In 1897, large amounts of gold were discovered in the Yukon, prompting huge numbers of prospectors to travel to the remote region, an event that is known as the Klondike Gold Rush. Belinda Mulrooney, a small-time businesswoman, arrived in Dawson City that year, intending to import goods and establish her own enterprises. She established a restaurant and a shop in the city and a business building homes for the immigrant prospectors. Mulrooney began to investigate opportunities outside Dawson City, along the creeks where the gold was being mined and decided that the spot where the Eldorado Creek met the Bonanza Creek would be an ideal place for a roadhouse hotel.
Structure and operation
Mulrooney's new roadhouse was a large, two-story building constructed of logs. On the ground floor was a bar and dining room, with the first floor used for accommodation in the form of multiple bunk beds. At the rear of the property were kennels for the various husky dogs used for transport in the region.
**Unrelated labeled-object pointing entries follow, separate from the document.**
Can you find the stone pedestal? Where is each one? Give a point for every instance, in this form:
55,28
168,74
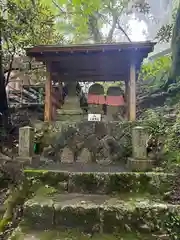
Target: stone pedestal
26,147
139,161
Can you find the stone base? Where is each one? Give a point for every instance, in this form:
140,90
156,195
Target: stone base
140,165
29,161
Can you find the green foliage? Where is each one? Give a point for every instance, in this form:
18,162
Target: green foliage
156,73
167,131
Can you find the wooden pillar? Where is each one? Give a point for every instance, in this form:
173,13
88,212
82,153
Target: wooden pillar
126,95
48,95
132,93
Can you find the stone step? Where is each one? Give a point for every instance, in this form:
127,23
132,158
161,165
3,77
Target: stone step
19,234
99,213
104,183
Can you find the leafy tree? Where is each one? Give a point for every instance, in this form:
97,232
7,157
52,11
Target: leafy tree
28,23
100,21
156,72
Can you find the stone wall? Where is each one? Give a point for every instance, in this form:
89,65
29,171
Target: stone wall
85,141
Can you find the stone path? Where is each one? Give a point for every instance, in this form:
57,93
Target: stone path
83,167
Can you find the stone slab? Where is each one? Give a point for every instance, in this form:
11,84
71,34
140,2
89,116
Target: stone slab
140,165
99,213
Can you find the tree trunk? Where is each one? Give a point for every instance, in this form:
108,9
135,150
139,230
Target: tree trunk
3,96
175,70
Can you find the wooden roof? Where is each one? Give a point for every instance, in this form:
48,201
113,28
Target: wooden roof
95,62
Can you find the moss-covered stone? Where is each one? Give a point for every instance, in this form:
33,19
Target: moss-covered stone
93,213
106,183
19,234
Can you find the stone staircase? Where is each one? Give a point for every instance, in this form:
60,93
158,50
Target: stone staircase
81,206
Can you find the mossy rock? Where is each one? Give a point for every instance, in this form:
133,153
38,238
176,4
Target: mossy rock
96,213
107,183
19,234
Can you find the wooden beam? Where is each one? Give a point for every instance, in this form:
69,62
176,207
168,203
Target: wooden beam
126,95
48,96
132,93
93,78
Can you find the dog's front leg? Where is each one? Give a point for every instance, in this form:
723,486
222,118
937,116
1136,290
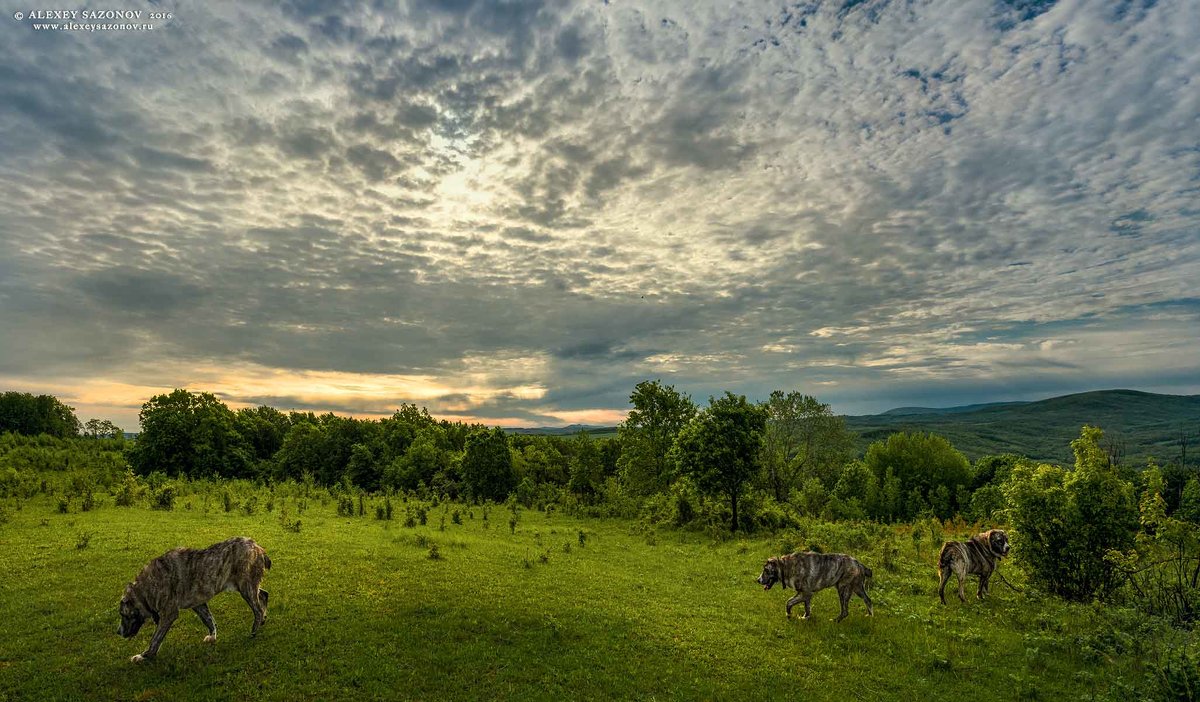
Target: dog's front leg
207,617
165,622
793,601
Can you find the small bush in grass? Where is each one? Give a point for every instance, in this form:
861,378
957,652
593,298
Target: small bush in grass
163,498
129,491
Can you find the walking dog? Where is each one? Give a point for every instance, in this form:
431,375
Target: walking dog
809,573
189,579
978,556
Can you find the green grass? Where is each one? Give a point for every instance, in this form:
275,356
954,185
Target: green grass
359,611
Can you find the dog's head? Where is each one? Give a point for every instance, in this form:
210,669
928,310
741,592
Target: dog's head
771,574
997,543
133,615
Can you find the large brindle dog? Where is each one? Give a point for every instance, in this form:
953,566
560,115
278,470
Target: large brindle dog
809,573
978,556
189,579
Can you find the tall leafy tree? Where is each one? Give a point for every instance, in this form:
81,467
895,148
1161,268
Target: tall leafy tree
720,448
924,463
487,465
102,429
803,439
1068,521
190,433
37,414
648,433
587,468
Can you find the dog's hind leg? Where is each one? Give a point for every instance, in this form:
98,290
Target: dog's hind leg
862,592
165,623
250,593
844,598
945,574
793,601
207,617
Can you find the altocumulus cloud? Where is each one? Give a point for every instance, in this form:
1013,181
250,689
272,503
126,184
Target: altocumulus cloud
514,211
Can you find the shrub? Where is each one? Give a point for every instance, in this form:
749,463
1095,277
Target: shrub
163,498
130,490
1067,521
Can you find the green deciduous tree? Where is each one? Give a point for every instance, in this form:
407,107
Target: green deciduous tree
487,465
720,447
1067,520
922,462
648,433
37,414
586,468
190,433
803,438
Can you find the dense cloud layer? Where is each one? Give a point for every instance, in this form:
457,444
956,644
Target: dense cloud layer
514,211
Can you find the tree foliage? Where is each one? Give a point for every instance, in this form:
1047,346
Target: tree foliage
192,435
648,433
719,448
487,465
1068,520
924,463
803,438
37,414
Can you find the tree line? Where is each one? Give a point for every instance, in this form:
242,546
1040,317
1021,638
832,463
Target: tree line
1090,529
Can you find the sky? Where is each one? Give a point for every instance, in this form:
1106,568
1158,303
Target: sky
511,213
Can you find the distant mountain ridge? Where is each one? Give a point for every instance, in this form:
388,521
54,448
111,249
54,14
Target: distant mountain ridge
1143,424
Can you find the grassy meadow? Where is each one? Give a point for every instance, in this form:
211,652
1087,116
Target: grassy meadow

Contractors were brought in from Dawson City to carry out the work, which was complete by August 1897. A separate cabin for Mulrooney was later built nearby. A safe in the hotel was used to store the gold typically used as money amongst the prospecting community. The timbers used to build the hotel shrunk over time, however, resulting in a numerous gaps emerging in the structure. The Grand Forks Hotel provided food, drink and accommodation to the local and visiting community. Despite chronic shortages during the winter months of the gold rush, Mulrooney was able to keep the hotel suitably stocked, with a dinner costing $3.50 and accommodation and food charged at $12; the drinks and cigars served were the most expensive in the region. Typical meals included bacon and beans and canned meats, with moose heart and pickled nose of moose served on special occasions. The roadhouse also doubled as a trading post, a centre for storing gold and a church. A community grew up around the hotel and became the second largest town in the Yukon region.
End of the hotel
In 1899, the Klondike gold rush had peaked. Mulrooney decided to leave the Yukon and sold the Grand Forks Hotel in May 1899. After 1906, the town went into decline and heavy dredging equipment destroyed the site in 1911.